Enrico Maria Salerno

Percorso: Home - Eventi e Mostre - Enrico Maria Salerno Trame dello Spettacolo del '900

Centro Studi Enrico Maria Salerno

Enrico Maria Salerno Trame dello Spettacolo del '900

 

Una mostra multimediale in memoria del grande artista
nel Decennale della scomparsa (1994 - 2004)

Enrico Maria Salerno ha attraversato la seconda metà del '900 come protagonista assoluto della scena italiana. Attore e regista sia in teatro che in cinema, soggettista e sceneggiatore, doppiatore: non c'è arte o mestiere dello spettacolo nel quale non abbia espresso il proprio talento. Se n'è andato nel 1994, a 67 anni, nel pieno della maturità artistica, avendo di fronte a sé ancora grandi progetti da realizzare, grandi personaggi da interpretare: King Lear, Prospero, Celestino ... Spenti i riflettori, andatosene via nell'ombra, lo si sarebbe potuto ricordare attraverso le immagini di alcuni film importanti o minori che a volte passano sugli schermi televisivi. Il destino dei grandi dello spettacolo, e soprattutto del teatro, è l'essere ricordati per ciò che si disse di loro, per frammenti, un punto di vista, una inquadratura, spesso l'ultima cosa realizzata.

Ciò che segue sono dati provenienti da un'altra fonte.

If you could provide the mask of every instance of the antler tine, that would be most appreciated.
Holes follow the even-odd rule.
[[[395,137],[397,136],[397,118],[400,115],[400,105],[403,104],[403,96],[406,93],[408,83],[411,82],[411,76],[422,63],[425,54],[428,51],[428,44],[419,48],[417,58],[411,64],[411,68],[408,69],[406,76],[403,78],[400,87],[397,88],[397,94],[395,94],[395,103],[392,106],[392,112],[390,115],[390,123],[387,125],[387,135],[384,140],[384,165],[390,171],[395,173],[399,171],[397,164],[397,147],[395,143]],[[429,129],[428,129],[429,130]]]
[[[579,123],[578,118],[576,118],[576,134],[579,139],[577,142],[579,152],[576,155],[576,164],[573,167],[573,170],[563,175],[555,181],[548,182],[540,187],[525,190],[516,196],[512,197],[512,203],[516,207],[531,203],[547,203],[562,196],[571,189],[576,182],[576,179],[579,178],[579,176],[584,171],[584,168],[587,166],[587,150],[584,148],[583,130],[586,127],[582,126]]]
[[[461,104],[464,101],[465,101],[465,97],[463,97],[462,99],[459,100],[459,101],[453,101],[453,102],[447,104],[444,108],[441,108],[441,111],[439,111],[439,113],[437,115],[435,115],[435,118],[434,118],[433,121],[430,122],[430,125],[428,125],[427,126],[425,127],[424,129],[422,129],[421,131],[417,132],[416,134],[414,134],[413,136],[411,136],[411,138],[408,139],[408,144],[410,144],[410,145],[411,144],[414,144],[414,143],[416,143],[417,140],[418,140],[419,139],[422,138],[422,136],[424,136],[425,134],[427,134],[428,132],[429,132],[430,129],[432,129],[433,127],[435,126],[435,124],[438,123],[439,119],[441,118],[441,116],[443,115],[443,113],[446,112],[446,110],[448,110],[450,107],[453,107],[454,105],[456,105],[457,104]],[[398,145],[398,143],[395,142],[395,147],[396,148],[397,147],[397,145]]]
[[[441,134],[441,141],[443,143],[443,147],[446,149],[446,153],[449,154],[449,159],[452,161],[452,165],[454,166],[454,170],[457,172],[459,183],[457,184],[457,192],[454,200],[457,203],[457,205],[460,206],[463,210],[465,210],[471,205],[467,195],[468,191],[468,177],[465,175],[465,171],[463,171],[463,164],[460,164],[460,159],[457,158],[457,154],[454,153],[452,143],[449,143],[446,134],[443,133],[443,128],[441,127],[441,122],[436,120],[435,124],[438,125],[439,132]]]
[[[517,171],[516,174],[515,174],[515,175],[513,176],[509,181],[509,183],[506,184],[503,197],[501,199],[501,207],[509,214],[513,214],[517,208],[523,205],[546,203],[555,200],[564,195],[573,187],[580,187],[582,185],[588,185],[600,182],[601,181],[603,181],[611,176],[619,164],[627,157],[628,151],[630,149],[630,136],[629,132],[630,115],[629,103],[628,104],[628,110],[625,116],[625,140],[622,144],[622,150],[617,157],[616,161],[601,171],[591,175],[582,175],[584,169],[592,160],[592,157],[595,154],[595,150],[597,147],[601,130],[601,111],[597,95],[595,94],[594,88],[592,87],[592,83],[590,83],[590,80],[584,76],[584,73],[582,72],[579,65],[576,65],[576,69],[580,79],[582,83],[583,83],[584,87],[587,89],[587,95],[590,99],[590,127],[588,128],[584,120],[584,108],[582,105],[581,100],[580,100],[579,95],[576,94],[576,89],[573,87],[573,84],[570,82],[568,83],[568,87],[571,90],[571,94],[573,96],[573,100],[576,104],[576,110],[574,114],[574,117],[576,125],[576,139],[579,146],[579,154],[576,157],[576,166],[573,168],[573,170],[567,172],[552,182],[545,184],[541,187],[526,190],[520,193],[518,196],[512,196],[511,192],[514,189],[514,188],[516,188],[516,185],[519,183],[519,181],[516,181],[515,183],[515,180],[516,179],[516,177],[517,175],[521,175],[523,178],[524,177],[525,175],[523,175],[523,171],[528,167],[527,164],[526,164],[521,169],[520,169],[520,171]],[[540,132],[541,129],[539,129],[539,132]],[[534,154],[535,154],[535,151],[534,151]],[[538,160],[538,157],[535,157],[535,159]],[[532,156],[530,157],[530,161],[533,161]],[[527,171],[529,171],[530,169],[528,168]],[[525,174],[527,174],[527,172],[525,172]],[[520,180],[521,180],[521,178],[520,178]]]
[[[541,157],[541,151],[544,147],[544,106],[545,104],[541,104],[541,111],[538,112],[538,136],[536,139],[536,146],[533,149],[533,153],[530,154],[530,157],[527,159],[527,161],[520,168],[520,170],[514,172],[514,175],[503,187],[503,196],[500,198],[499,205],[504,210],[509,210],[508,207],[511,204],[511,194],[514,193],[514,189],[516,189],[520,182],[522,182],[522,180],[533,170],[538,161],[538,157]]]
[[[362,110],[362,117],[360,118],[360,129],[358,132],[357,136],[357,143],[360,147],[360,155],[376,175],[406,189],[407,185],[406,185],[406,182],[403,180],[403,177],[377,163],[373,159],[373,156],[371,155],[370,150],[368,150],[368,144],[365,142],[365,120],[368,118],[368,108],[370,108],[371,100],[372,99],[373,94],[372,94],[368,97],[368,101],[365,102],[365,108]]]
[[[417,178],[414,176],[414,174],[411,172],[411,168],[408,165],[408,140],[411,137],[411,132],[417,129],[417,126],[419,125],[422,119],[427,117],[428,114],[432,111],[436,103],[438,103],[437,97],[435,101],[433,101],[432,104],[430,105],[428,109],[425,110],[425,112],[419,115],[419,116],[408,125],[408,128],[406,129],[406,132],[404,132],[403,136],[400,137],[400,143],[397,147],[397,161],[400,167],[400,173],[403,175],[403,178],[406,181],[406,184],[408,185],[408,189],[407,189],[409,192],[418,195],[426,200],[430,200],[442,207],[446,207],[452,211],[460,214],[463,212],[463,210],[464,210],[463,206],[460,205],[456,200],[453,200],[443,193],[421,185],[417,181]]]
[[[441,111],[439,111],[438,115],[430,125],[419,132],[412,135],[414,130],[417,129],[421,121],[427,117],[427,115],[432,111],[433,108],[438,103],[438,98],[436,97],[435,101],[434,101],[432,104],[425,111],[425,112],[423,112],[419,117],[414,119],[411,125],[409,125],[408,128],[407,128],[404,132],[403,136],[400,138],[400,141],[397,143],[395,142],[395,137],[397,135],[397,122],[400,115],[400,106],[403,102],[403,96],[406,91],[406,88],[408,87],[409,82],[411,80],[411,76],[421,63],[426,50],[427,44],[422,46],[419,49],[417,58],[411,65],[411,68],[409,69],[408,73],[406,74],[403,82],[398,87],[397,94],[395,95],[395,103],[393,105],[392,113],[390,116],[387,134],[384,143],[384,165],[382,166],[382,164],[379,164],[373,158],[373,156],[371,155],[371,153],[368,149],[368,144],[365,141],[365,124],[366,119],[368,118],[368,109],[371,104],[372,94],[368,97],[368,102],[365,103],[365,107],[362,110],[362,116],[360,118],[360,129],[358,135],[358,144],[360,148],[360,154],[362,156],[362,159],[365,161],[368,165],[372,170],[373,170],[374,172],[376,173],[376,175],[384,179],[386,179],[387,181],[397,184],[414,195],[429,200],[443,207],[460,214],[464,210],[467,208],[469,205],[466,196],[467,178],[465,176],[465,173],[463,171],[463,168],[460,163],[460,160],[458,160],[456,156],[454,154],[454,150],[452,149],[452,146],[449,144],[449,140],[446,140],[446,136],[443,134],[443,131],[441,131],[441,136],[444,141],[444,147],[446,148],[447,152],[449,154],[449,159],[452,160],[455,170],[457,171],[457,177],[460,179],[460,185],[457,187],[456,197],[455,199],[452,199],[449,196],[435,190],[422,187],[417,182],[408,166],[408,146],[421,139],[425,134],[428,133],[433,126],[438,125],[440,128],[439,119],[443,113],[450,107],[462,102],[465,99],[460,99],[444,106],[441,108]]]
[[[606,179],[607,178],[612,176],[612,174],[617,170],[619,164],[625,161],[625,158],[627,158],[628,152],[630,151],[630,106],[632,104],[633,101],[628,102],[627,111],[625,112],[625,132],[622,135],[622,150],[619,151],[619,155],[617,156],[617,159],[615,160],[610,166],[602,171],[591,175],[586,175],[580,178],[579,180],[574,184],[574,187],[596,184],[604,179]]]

Salerno si è sottratto a questo destino di casualità perché in 50 anni di carriera ha conservato meticolosamente ogni traccia del suo cammino: lettere, articoli, contratti, copioni, sceneggiature, foto, registrazioni, oggetti raccolti e conservati nel suo grande studio-teatro e che da anni sono in via di catalogazione e integrazione.

Questa Mostra è dunque storiografia attraverso originali e riproduzioni da un Archivio che conta oltre 30.000 documenti riguardanti 102 spettacoli teatrali, 104 film realizzati come attore, 3 come regista e innumerevoli tv-movie, centinaia di ore di trasmissioni TV, centinaia di ore di Radio.

La carriera e l'arte di Salerno emergono da una narrazione fatta necessariamente per cenni estratti dall'immensa mole documentaria. Eppure la Mostra ha l'ambizione di costruire una biografia artistica esauriente, sviluppata lungo un percorso le cui tappe sono quelle dello spettacolo italiano del '900. E non del solo Dopoguerra, perché il lavoro di Salerno affonda le radici nella tradizione teatrale del secolo ancora precedente: il "Carro di Tespi", il teatro girovago delle piazze di paese, il " Teatro all'Antica Italiana".

Ma la vera trama della Mostra è la storia del Teatro e dello Spettacolo nazionali. I documenti emersi dall'Archivio di Salerno creano un intreccio fittissimo e meticoloso di riferimenti: luoghi, date, personaggi, contesti storici e politici ... una trama che probabilmente ha pochi eguali nell'archivistica nazionale: ecco la nascita dell'attore moderno, l'emergere della figura del regista, la fondazione del Teatro Pubblico a quella del Sindacato Attori, l'avventura della Radio, gli esordi della Televisione, il neorealismo, il western all'italiana. E poi scandali culturali, contrasti e polemiche politiche, incontri internazionali, grandi progetti e collaborazioni, molti abbandonati, moltissimi realizzati.

Salerno autobiografo ha tessuto memorie nelle quali restano impigliati vite, morti e miracoli dei protagonisti di un epoca dello spettacolo: da Sergio Tofano a Gino Cervi, da Visconti a Strehler, da Rossellini a Risi, da Grassi a Chiesa e poi De Sica, la Vitti, Gassman, la Lollobrigida, Volonté, Sbragia, la Sandrelli, la Loren, Albertazzi, Zeffirelli, Eduardo, la Magnani. E ancora, Pierpaolo Pasolini, Cesare Pavese, Vitaliano Brancati, Guido Piovene, Alfonso Gatto. un elenco infinito di volti e fatti che la Mostra documenta con oltre 200 fotografie, 150 carte originali, 70 ore di materiali proiettati, un video-montaggio, 3 ore di registrazioni della voce di Salerno nelle sue grandi interpretazioni da Dante a Shakespeare, da Lorca al Vangelo secondo Matteo.